On August 13, 2021, the FDA approved belzutifan (Welireg; Merck), an oral hypoxia-inducible factor inhibitor, for the treatment of adults with von Hippel-Lindau (VHL) disease that is associated with 1 of 3 tumor types that are not requiring immediate surgery, including renal-cell carcinoma (RCC), central nervous system (CNS) hemangioblastomas, or pancreatic neuroendocrine tumors (pNET).
The FDA approved belzutifan based on the ongoing Study 004, an open-label clinical trial involving 61 patients with VHL-associated RCC diagnosed based on a VHL germline alteration and at least 1 measurable solid tumor localized to the kidney; in addition, 24 patients had VHL-associated CNS hemangioblastomas and 12 patients had pNET. All the patients received belzutifan 120 mg once daily until disease progression or unacceptable adverse events.
The primary end point was ORR. The secondary end points included duration of response (DOR) and time to response.

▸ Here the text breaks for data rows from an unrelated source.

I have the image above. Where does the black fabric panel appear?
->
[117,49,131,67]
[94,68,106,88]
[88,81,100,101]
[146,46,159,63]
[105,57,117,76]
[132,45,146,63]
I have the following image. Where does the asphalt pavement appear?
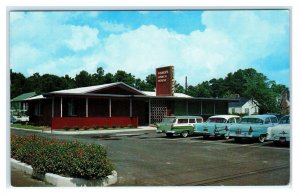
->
[12,130,290,186]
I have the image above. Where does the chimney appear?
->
[185,76,187,92]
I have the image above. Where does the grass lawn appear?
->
[10,124,47,130]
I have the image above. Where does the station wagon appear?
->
[194,115,241,139]
[267,115,291,145]
[228,115,278,143]
[156,116,203,137]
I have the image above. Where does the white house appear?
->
[228,97,259,115]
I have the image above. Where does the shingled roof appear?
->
[228,97,250,107]
[11,92,36,102]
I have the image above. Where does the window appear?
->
[271,117,278,123]
[231,108,235,114]
[279,116,290,124]
[196,118,203,123]
[34,102,43,116]
[265,118,271,124]
[178,119,188,124]
[206,118,226,123]
[228,118,235,123]
[245,108,249,114]
[68,99,76,116]
[189,118,196,123]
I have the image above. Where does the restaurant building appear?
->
[27,66,236,129]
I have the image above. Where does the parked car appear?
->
[194,115,241,139]
[228,115,278,143]
[156,116,203,137]
[267,115,291,145]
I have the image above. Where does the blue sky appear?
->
[9,10,290,86]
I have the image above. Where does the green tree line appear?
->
[10,67,289,113]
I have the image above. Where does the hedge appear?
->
[11,134,114,179]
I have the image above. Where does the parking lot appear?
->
[12,130,290,186]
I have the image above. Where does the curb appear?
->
[11,127,156,135]
[10,158,118,187]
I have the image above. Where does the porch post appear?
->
[109,98,111,117]
[200,101,203,115]
[52,97,54,118]
[85,98,89,117]
[149,99,151,125]
[186,100,189,115]
[129,99,132,117]
[60,97,62,118]
[214,102,216,114]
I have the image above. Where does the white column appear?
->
[186,100,189,115]
[214,102,216,114]
[109,98,111,117]
[85,98,89,117]
[201,101,203,115]
[52,97,54,118]
[60,97,62,118]
[129,99,132,117]
[149,99,151,125]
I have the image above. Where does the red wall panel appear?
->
[51,117,138,129]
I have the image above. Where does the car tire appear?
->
[258,135,266,143]
[166,133,173,137]
[180,131,189,138]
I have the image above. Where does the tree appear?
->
[75,70,93,87]
[10,70,26,99]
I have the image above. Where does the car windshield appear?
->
[206,117,226,123]
[162,118,175,123]
[279,116,290,124]
[240,118,264,124]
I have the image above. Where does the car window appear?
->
[228,118,235,123]
[271,117,278,123]
[177,118,188,124]
[207,117,226,123]
[235,117,241,123]
[189,118,196,123]
[196,118,203,123]
[162,118,176,123]
[265,118,271,124]
[279,116,290,124]
[240,118,264,124]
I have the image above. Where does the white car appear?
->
[266,115,291,145]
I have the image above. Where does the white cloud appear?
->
[99,21,130,33]
[66,25,98,51]
[95,11,288,84]
[11,11,289,84]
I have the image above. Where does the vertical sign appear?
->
[156,66,175,96]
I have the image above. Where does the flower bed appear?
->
[11,135,114,180]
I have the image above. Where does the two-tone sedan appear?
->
[267,115,291,145]
[194,115,241,139]
[228,115,278,143]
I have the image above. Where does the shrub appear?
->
[11,135,114,179]
[128,124,133,128]
[93,125,99,130]
[82,126,89,130]
[64,126,70,131]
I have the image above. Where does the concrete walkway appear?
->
[11,126,156,135]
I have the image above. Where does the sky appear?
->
[9,10,290,87]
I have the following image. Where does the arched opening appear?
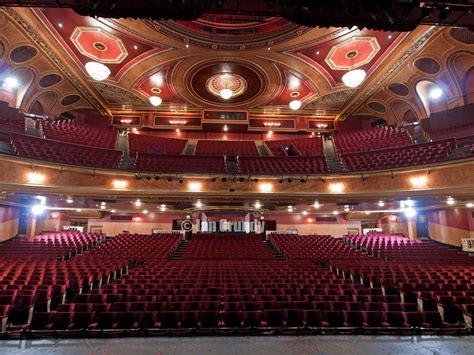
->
[11,68,36,108]
[415,80,447,117]
[28,91,58,115]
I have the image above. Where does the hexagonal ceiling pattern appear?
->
[2,8,472,125]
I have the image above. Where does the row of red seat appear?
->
[183,233,273,260]
[128,133,187,156]
[135,153,225,174]
[0,234,474,331]
[195,140,259,156]
[427,123,474,141]
[340,139,456,171]
[265,136,324,157]
[332,233,474,330]
[239,156,327,175]
[271,234,374,262]
[333,126,412,154]
[43,122,117,149]
[12,134,123,169]
[26,309,452,331]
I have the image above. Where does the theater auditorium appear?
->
[0,0,474,354]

The ORR was 49% (95% CI, 36%-62%) among patients with VHL-associated RCC. The patients who had a response were followed for ≥18 months. The median DOR was not reached, and 56% of responders had a response lasting ≥12 months, with a median time to response of 8 months. Furthermore, the ORR was 63% in the 24 patients with VHL-associated CNS hemangioblastomas, and 83% in the 12 patients with VHL-associated pNET. The median DOR among these 2 cohorts was not reached; 73% and 50% of patients, respectively, had a response lasting ≥12 months.
The most common (≥20%) adverse reactions with belzutifan were decreased hemoglobin level, anemia, fatigue, increased creatinine, headache, dizziness, increased glucose level, and nausea. Anemia and hypoxia linked to belzutifan use can be severe. Anemia occurred in 90% of the patients, including 7% grade 3 anemia.